Jean-Christophe Hanché fait partie de ces artistes qui utilisent la photographie pour exprimer leur vision du monde.
Il s'est fait reconnaître par son travail sur les réfugiés au Libéria, au Sierra Léone, au Sud-Liban, en Palestine,
au Kenya ("Dadaab, le plus grand camp de réfugiés du monde") ou encore les sans-papiers, les exclus de la société en France.
Coup de cœur de la bourse du talent Kodak Picto en 2009 pour son reportage sur les migrants de Sangatte-Calais,
il réalise régulièrement des séries pour Libération, Le Monde et l'Agence Gamma. Des images sensibles et lumineuses,
à la frontière entre photographie documentaire et expression artistique, qui opposent la vie à la misère, une "joie malgré tout"
dans ces lieux en souffrance.
En parallèle, Jean-Christophe Hanché a toujours développé des projets personnels autour de recherches plus plastiques. Des parcours faits de juxtapositions d'images où des séquences narratives cohabitent avec des fragments isolés pour créer des visions énigmatiques et fécondes.

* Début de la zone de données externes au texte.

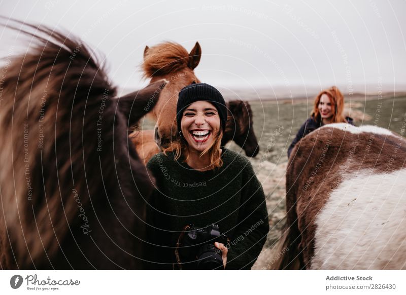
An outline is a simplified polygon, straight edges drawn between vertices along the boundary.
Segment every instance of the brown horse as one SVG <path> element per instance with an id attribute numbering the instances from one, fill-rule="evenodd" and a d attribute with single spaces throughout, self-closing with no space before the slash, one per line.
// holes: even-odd
<path id="1" fill-rule="evenodd" d="M 0 267 L 140 268 L 153 185 L 127 130 L 165 83 L 115 98 L 80 40 L 13 23 L 35 46 L 2 69 Z"/>
<path id="2" fill-rule="evenodd" d="M 221 144 L 225 145 L 230 140 L 234 140 L 245 151 L 247 156 L 255 157 L 259 148 L 252 126 L 252 110 L 250 104 L 247 101 L 235 100 L 228 102 L 227 105 L 227 125 Z M 154 130 L 136 130 L 129 136 L 137 154 L 146 165 L 160 151 L 154 134 Z"/>
<path id="3" fill-rule="evenodd" d="M 155 141 L 163 146 L 177 131 L 176 104 L 178 94 L 192 82 L 200 83 L 193 69 L 200 61 L 201 49 L 198 42 L 189 53 L 180 44 L 172 42 L 145 47 L 142 67 L 150 83 L 164 79 L 169 81 L 162 90 L 159 101 L 148 116 L 156 122 Z"/>
<path id="4" fill-rule="evenodd" d="M 405 161 L 406 140 L 376 126 L 329 124 L 303 137 L 273 268 L 406 269 Z"/>

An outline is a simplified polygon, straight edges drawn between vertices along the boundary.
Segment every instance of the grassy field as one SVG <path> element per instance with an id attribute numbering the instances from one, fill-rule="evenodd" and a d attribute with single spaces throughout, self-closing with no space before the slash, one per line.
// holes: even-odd
<path id="1" fill-rule="evenodd" d="M 381 103 L 382 102 L 382 103 Z M 254 268 L 261 269 L 272 260 L 272 249 L 278 241 L 285 222 L 285 175 L 287 151 L 301 124 L 309 116 L 313 101 L 256 101 L 250 102 L 254 116 L 254 129 L 260 146 L 256 157 L 251 159 L 266 197 L 270 230 L 261 254 Z M 380 113 L 377 113 L 379 105 Z M 347 113 L 357 126 L 374 125 L 400 132 L 406 118 L 406 97 L 365 100 L 354 100 L 346 104 Z M 378 111 L 379 112 L 379 111 Z M 375 115 L 381 116 L 379 120 Z M 234 143 L 229 148 L 244 154 Z"/>

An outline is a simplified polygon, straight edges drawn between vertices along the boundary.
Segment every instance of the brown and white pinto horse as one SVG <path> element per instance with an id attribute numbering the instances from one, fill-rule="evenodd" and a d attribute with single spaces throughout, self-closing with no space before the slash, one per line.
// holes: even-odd
<path id="1" fill-rule="evenodd" d="M 161 79 L 169 82 L 154 109 L 148 115 L 156 122 L 155 140 L 160 146 L 166 145 L 176 134 L 176 105 L 179 91 L 193 82 L 200 83 L 193 69 L 199 64 L 201 55 L 198 42 L 190 53 L 180 44 L 172 42 L 145 47 L 142 65 L 144 77 L 150 78 L 150 83 Z"/>
<path id="2" fill-rule="evenodd" d="M 34 45 L 2 69 L 0 268 L 141 268 L 154 186 L 127 130 L 165 82 L 116 98 L 81 40 L 6 21 Z"/>
<path id="3" fill-rule="evenodd" d="M 255 157 L 259 151 L 252 126 L 252 110 L 247 101 L 235 100 L 227 103 L 228 114 L 226 130 L 221 140 L 225 145 L 233 140 L 248 157 Z M 247 124 L 247 122 L 248 123 Z M 153 156 L 159 152 L 153 130 L 135 130 L 129 135 L 137 154 L 146 165 Z"/>
<path id="4" fill-rule="evenodd" d="M 404 138 L 375 126 L 329 124 L 302 138 L 272 268 L 406 269 L 405 161 Z"/>

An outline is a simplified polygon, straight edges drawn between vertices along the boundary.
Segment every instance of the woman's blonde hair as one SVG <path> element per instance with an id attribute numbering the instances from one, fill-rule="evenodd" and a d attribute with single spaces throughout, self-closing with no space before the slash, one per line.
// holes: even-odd
<path id="1" fill-rule="evenodd" d="M 221 159 L 220 154 L 221 138 L 223 137 L 223 129 L 221 128 L 221 126 L 220 126 L 219 131 L 213 135 L 215 136 L 215 138 L 213 143 L 200 154 L 200 157 L 206 154 L 208 154 L 210 156 L 210 169 L 220 168 L 223 165 L 223 160 Z M 168 152 L 174 153 L 175 159 L 176 160 L 180 159 L 182 156 L 185 161 L 189 159 L 187 141 L 183 136 L 179 134 L 175 140 L 171 142 L 168 146 L 162 149 L 162 152 L 165 155 L 166 155 L 166 153 Z"/>
<path id="2" fill-rule="evenodd" d="M 344 112 L 344 96 L 335 86 L 332 86 L 328 89 L 322 90 L 316 97 L 314 100 L 313 111 L 312 117 L 317 121 L 321 120 L 319 103 L 323 94 L 326 94 L 330 99 L 331 103 L 331 110 L 333 113 L 332 123 L 347 123 L 343 113 Z"/>

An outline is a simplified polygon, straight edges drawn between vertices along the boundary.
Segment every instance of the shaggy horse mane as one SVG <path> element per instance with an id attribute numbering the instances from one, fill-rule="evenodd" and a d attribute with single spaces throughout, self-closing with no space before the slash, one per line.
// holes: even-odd
<path id="1" fill-rule="evenodd" d="M 166 42 L 147 49 L 141 64 L 146 79 L 173 73 L 188 66 L 189 53 L 179 44 Z"/>
<path id="2" fill-rule="evenodd" d="M 109 95 L 116 90 L 80 39 L 14 23 L 5 26 L 31 39 L 30 49 L 10 57 L 3 67 L 0 227 L 5 227 L 0 233 L 0 267 L 31 268 L 52 257 L 72 230 L 78 209 L 73 190 L 83 193 L 83 206 L 96 191 L 93 181 L 83 177 L 83 166 L 84 159 L 95 160 L 97 141 L 84 144 L 80 138 L 94 132 L 106 88 Z"/>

Son travail sur la Cathédrale de Reims n'aurait pu voir le jour sans ces prises de vue répétées et fondatrices. Car loin de toute tentative descriptive, il superpose à la capture de la réalité, une volonté esthétique : jeux graphiques décalés, conflits de clarté et d'ombres, sonorité des couleurs, grain des textures... Comme un rêve de pierre sculpté par la lumière, une fusion entre le réel et la chimère. Ainsi vont les images de Jean-Christophe Hanché. Dans un monde minéral où l'impalpable se manifeste, où l'immatériel devient présence charnelle, aux confins du visible et de l'invisible, ses photographies nous font passer de l'autre côté du miroir et semblent vouloir nous conduire au revers du temps.